Tuesday, January 24, 2012

The Suicide Hotline Is Busy, Please Call Back

The two most depressed men in the world right now are Kyle Williams and Billie Cundiff. Each should be on a suicide watch, and each should be kept away from their teammates for a minimum of six months.
I am a humanist. I FEEL for people.
Professional athletes are pampered and this disgusts me. Make a trade, the guy has a horrible year and the coach says "He needs time to adjust to the new environment." This is an athlete who will get paid more in one year than I will ever earn in my tiny, almost invisible, lifetime. And his organization makes excuses for him.
I earn 13 cents an hour and I am expected to perform. No excuses, no time to adjust, no empathy, no sensitivity. I screw up a little, I get my balls busted. I screw up a lot, I am gone.
Logic dictates to me that the more money you earn, the more should be expected from you. But then again, the only "more" expected of corporate executives is more corporate lunches, more expensive cars, more cold heartedness directed towards their "subordinates." But I digress.
When athletes fail on a huge scale on the big stage, they are reviled. Fans are merciless, evil, vicious and ignorant.
This is where I draw the line. They are human. I feel bad for Bill Buckner. Need I say more? They have nerves, they feel pressure even though they will lie and say they don't (except Adam Vinitieri, whose blood flow is restricted by ice cubes).
Kyle Williams fumbled twice and cost the 49'ers a trip to the Super Bowl. I am convinced if he handled the punt in OT, the 9'ers would have won.
Billie Cundiff missed a 32 yard field goal that would have sent the PATS/ravens game into OT. He cost the ravens the chance at a trip to the Super Bowl.
These are huge mistakes. Football is a brutal, vicious sport. You get beat hard every week, week after week, for a chance to make it to The Big Game. If you make the playoffs you do not want to beat yourself. You are in too much pain, you have worked too hard, your emotions are stretched too thin. If you lose in the playoffs you want to get beat giving your best effort.
Fans and sports analysts will rip these two apart. They will get cruel, they will make jokes. Cundiff and Williams will probably be 100% uncomfortable in their own home towns. They will probably feel that their safety and the safety of their families is threatened. This is so goddamn wrong.
Michael Strahan was asked "Athletes always say we live and die as a team, it is never one player's fault. How would you handle it if your kicker lost a playoff game?" He said "If he was still on my team next year, we would have a problem."  Case in point.
I have to be honest. I am glad Cundiff missed the field goal. The miss paved the road to the Super Bowl. But I do not want the man to suffer. I do not want his family to have to deal with viciousness, verbal or physical.

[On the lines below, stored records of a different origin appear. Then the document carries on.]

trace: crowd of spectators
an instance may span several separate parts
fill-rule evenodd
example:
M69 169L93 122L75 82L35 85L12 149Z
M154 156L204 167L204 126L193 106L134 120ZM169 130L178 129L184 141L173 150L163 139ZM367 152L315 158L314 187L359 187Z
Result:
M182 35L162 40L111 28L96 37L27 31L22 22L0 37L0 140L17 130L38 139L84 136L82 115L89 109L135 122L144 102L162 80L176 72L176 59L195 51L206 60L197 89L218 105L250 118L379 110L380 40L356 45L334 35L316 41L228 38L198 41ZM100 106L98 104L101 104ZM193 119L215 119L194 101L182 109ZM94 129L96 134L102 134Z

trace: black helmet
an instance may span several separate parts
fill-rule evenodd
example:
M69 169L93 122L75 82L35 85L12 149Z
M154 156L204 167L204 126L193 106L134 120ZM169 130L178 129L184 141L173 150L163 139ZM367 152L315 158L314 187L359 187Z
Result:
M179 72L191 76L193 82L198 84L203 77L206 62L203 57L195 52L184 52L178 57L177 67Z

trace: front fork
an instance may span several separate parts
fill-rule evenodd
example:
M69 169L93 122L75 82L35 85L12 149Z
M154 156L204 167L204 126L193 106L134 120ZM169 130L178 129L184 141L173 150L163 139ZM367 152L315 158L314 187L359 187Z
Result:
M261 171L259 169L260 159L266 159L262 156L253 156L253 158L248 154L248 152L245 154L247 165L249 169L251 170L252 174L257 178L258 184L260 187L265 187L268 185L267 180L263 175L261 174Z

I am disappointed that Williams fumbled. Felt like the 9'ers deserved that win. But he does not deserve to be tortured for the mistake.
Tough call. We live small, angry, painful, disappointing lives. We pin our hopes and dreams on our teams. But you cannot castrate them when they fail.
How often do you fail? Pretty regularly, I'm guessing.
Try a little tenderness. It will catch your evil human nature by surprise, but it might just change you for the better.